I've managed to achieve goal 1 (if manually setting the delays to a fixed number between requests), but failed at goal 2. What I'm doing now is

  1. Set a global variable time_reset whose value can be obtained/modified instantly when a new call is made
  2. Create tasks to retrieve the data in a loop. Between creation of tasks I await some time based on the current value of time_reset
  3. Wrap the tasks in a list to gather in the end.

However, with the code below, it seems no delay time is awaited between requests. I don't know why this happens nor where I'm doing wrong. How should I modify the code (or write something new) to achieve the goals above?

Code:

import asyncio
import aiohttp
import time

async def fetch(url, headers):
    global time_reset
    async with aiohttp.ClientSession() as session:
        async with session.get(url, headers=headers) as response:
            time_reset = int(response.headers.get('time_reset')) # time when next request'd be successful/not exceeding rate limit
            if response.status_code==200:
                data = await response.json()
            else:
                data = None

            return data
        

async def main():
    global time_reset
    time_reset = 0

    request_urls = <a list of urls to call>
    headers = <headers with renewed token>

    tasks = []

    for url in request_urls:
        task = asyncio.create_task(fetch(url, headers))
        tasks.append(task)

        current_time = int(time.time())
        delay = max(0, time_reset - current_time + 0.5) # +0.5 to prevent lags
        await asyncio.sleep(delay) 

    datas = await asyncio.gather(*tasks)

await main() # running in jupyter notebook
        

Related Post:

Python Aiohttp Asyncio: how to create delays between each task Here, top answers set delays to be fixed, instead of self-updating.

Any advice'd be appreciated.


Solution

  • If I understand the implementation of aiohttp, the following things are true:

    • As soon as the expression await request.get() is evaluated, the response headers are available. I see that response.headers is not an awaitable.
    • The response body may possibly take a significant amount of time to access. That's the problem you are trying to solve.
    • The header 'time_reset' indicates the earliest moment at which the server will accept the next request.get call. Multiple request.json calls can go in parallel while you are waiting to call request.get.

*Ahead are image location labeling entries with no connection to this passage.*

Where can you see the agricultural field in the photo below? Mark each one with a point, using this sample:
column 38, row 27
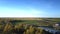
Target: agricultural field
column 26, row 25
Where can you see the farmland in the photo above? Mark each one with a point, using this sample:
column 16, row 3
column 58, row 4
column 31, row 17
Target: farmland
column 26, row 25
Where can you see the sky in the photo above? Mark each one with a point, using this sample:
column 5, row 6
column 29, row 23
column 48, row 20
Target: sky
column 29, row 8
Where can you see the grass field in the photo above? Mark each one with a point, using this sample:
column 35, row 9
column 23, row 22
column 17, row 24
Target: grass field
column 20, row 25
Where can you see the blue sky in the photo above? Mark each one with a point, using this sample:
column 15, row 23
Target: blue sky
column 29, row 8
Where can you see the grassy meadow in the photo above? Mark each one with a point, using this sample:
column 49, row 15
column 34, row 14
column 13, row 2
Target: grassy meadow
column 26, row 25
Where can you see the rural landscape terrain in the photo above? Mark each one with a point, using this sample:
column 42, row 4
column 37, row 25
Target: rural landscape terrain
column 29, row 25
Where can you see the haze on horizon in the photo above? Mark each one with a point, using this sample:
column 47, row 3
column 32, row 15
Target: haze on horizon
column 29, row 8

    If that's all correct, then you have to separate the logic of checking the request headers from the logic of downloading the request body. That's because you need to inspect the headers before you know how long to wait before making the next request.get call. What you want to parallelize is only the downloading of the request body.

    You must issue the request.get calls in a serial fashion, one after the other, with the proper time delay between them. Since you have multiple Tasks running, you can use an asyncio.Lock object to achieve this.

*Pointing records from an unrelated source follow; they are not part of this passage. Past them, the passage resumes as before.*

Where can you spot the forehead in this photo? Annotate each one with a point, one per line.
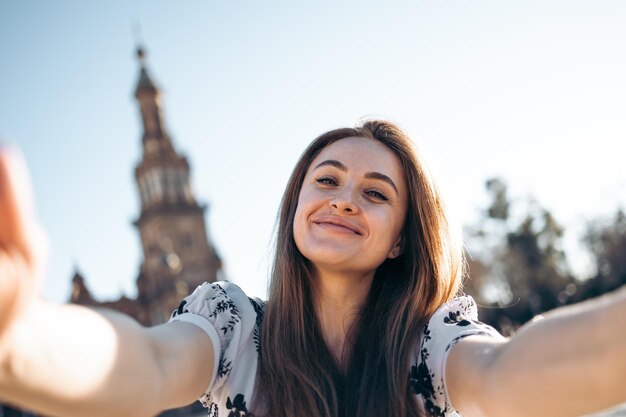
(362, 154)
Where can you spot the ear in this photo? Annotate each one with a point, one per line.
(397, 249)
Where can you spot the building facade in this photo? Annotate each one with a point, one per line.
(177, 252)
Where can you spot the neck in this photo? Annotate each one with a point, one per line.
(339, 300)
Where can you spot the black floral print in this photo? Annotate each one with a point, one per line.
(233, 321)
(238, 407)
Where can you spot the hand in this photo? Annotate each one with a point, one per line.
(21, 243)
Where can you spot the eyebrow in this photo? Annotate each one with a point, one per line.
(372, 175)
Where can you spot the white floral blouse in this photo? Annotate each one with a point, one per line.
(232, 321)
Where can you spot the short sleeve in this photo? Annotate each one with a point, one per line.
(228, 317)
(451, 322)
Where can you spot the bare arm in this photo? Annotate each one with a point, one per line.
(573, 362)
(73, 361)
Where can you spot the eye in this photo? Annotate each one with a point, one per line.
(326, 180)
(378, 195)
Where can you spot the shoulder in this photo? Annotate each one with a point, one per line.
(212, 300)
(232, 321)
(450, 323)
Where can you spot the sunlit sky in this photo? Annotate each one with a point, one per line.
(533, 92)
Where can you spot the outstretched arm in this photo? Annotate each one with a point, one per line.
(73, 361)
(570, 363)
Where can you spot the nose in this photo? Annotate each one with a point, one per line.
(344, 201)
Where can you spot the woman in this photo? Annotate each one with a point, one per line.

    The main problem with your implementation is that you have attempted to put the time delay in the wrong place. Instead of between Task creations, it needs to be between request.get calls.

    Here is a possible implementation.

    I have created a small class to act as the "gate" for serializing the calls to request.get. That eliminates the need for the global variable. The function Fetcher.get returns a response object, which your Tasks can then use to download the data.

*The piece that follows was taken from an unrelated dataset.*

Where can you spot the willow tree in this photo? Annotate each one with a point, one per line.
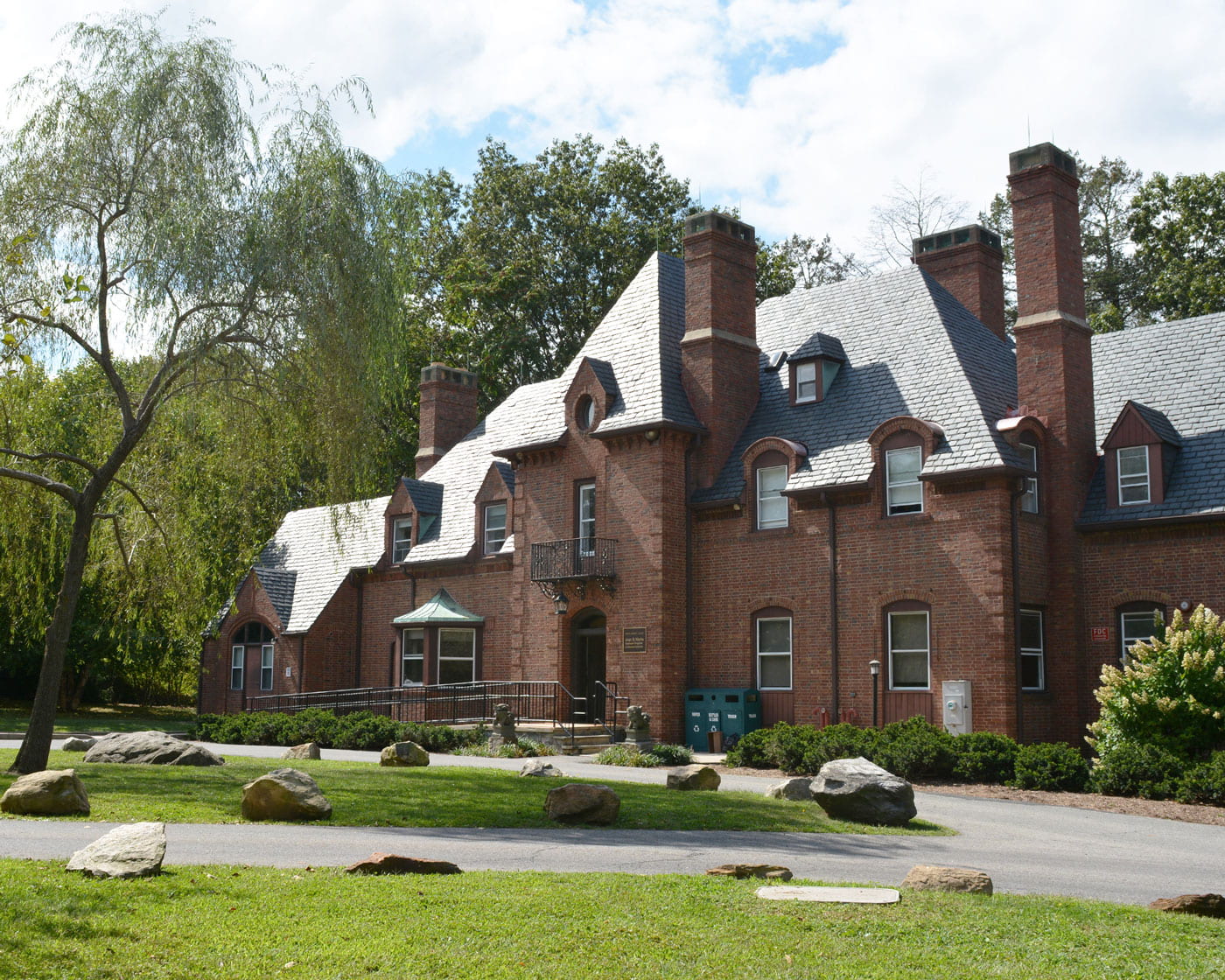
(153, 201)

    Unfortunately time_reset is not a standard header, so I cannot test this code myself. I'm fairly certain there is a big problem with your time logic: the standard Python function time.time() returns the floating point number of seconds since 1/1/1970 (I think), while the header presumably returns a time stamp in some sort of internet format (a formatted string). I just ignored this problem because I don't have enough information to do anything else. Also I don't understand why you are trying to convert all the time values to integers. That would lead to sleep times that contain round-off errors; instead, floating point should just work.

    import asyncio
    import time
    
    class Fetcher:
        def __init__(self):
            self.next_time = 0
            self.lock = asyncio.Lock()
    
        async def get(self, session, url, headers):  # returns a response object
            with self.lock:
                t = time.time()
                if t < self.next_time:
                    await asyncio.sleep(self.next_time - t)
                response = await session.get(url, headers=headers)
                self.next_time = response.headers.get('time_reset')
            return response
    
    async def fetch(fetcher, url, headers):
        async with aiohttp.ClientSession() as session:
            response = await fetcher.get(session, url, headers)
            async with response:
                if response.status_code == 200:
                    data = await response.json()
                else:
                    data = None
        return data
            
    
    async def main():
        request_urls = "<a list of urls to call>"
        headers = "<headers with renewed token>"
    
        tasks = []
        fetcher = Fetcher()
    
        for url in request_urls:
            task = asyncio.create_task(fetch(fetcher, url, headers))
            tasks.append(task)
        datas = await asyncio.gather(*tasks)
    
    await main() # running in jupyter notebook